Margaux and I have been emailing back and forth lately about how we have noticed a focus on eggs for dinner in the food blogs we follow and the magazines we get. It’s been quite amazing how many things we’ve seen in the past couple of weeks, including a page on my Page-A-Day wine calendar about what wines pair well with dinner-style egg dishes! We both agree that we love eggs for dinner, so we took advantage of my visit to Chicago to make this delicious Spanish Tortilla. We also were trying to think of things we could make with Preserved Lemon when I remembered this great Moroccan tomato salad. It tasted really good with the tortilla!
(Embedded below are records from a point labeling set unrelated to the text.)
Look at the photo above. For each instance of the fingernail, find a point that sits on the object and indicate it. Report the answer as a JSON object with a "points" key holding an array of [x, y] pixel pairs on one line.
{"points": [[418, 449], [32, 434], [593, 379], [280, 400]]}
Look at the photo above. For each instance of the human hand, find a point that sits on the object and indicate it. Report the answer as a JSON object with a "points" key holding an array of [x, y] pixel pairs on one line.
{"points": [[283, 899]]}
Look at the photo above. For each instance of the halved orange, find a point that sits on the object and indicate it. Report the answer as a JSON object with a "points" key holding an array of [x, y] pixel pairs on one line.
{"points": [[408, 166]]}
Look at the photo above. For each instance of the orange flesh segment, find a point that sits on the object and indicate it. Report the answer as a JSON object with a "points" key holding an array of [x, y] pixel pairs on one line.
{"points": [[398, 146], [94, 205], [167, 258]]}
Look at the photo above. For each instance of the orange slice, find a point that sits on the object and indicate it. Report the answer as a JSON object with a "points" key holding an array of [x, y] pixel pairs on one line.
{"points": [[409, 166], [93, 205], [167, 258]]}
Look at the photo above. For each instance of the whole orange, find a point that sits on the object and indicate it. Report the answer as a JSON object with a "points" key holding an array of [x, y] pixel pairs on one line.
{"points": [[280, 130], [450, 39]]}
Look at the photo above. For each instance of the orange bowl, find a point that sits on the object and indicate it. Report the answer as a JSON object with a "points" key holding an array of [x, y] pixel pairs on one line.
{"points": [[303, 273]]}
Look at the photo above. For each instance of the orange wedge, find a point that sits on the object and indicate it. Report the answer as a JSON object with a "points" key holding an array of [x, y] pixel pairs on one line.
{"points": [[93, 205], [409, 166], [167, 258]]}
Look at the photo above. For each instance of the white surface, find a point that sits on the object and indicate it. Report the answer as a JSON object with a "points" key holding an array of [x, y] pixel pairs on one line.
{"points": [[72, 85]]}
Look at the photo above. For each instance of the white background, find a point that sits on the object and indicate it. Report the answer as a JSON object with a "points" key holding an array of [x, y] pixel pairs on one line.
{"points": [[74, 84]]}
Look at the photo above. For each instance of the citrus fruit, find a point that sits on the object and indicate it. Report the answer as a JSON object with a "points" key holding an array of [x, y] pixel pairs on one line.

Margaux says . . . Ironically, I’d been making eggs for lunch and dinner for a few weeks before we even started talking about it. Its really easy, and I know Desi will eat it.  So when we started going back and forth about it, I thought, “wow, everyone has eggs on the brain!”  It must be a seasonal favorite. 

Aunt Suzy says . . .

A note about the Chorizo: this recipe uses Spanish-style Chorizo which is smoked vs. Mexican-style Chorizo which is fresh. Since authentic Spanish Chorizo costs a pretty penny, I have always used the chicken Chorizo sold in places like Whole Foods or Trader Joe’s. This time we used TJ’s chicken Andouille, which is a good substitute.

Asparagus and Chorizo “Tortilla” (like a frittata)

Preheat the oven to 350 degrees

2 Tablespoons olive oil, divided

6 ounces thin asparagus, tough ends discarded, cut into 1-inch pieces

2 ounces Spanish chorizo, cut into ¼-inch dice

8 eggs

1 cup grated Manchego cheese

¼ cup chopped parsley, divided (optional)

Pinch cayenne pepper (optional)

Salt and pepper to taste

Place 1 tablespoon of the olive oil in a 10-inch skillet with sloping sides over medium high heat. (The best for this is either a non-stick or a cast iron like Le Creuset). When oil is hot, add asparagus and chorizo and cook, stirring, until asparagus pieces are just tender and chorizo is slightly browned, about 4-5 minutes. Remove asparagus and chorizo from the skillet and set aside. Remove skillet from heat, wipe with a paper towel and set aside.

Whisk eggs, ½ teaspoon salt, black pepper to taste and the cayenne pepper to blend. Stir in cheese and 2 tablespoons of parsley.

Place remaining 1 tablespoon olive oil in the skillet and set on medium high heat. When the oil is hot, but not smoking, pour half the egg mixture into the pan. Cook about a minute, tilting the pan and loosening the edges with a spatula. Sprinkle the asparagus and chorizo over the eggs and then pour in the remaining egg mixture. Reduce heat to medium and cook the eggs, continuously loosening the edges with a spatula and tilting the pan to let the uncooked egg mixture run under the cooked part. Cook until the underside is golden and set but the egg mixture on top is slightly liquid, about 5 minutes.

Transfer the skillet to the center rack of the oven. Bake until top is set, about 4-5 minutes. Watch carefully so it doesn’t overcook. If the eggs on top are not done at this point, you can turn the broiler on and broil the top for 2-3 minutes.

Remove skillet from the oven and let rest for a minute. Using a spatula, carefully loosen the tortilla from the pan and slide it onto a serving plate. (The tortilla will be half to ¾-inch thick.) Garnish with remaining parsley. Serve warm or at room temperature cut into wedges.

Moroccan Tomato Salad with Preserved Lemon

Salad

4-6 cups cherry tomatoes, halved or seeded and diced fresh tomatoes

½ medium red onion, diced

½ cup cilantro, stems removed and chopped

½ cup parsley, stems removed and chopped

½ preserved lemon, diced (pulp removed and discarded)

Dressing

3 Tablespoons fruity olive oil

2-3 Tablespoons lemon juice

½ teaspoon ground cumin

Juice of one clove garlic (use garlic press to squeeze the juice and discard the pulp)

1 teaspoon paprika

Pinch of cayenne pepper

Mix all dressing ingredients thoroughly and pour over salad. Let marinate for 30 minutes. Serve as is or over a bed of lettuce on a platter.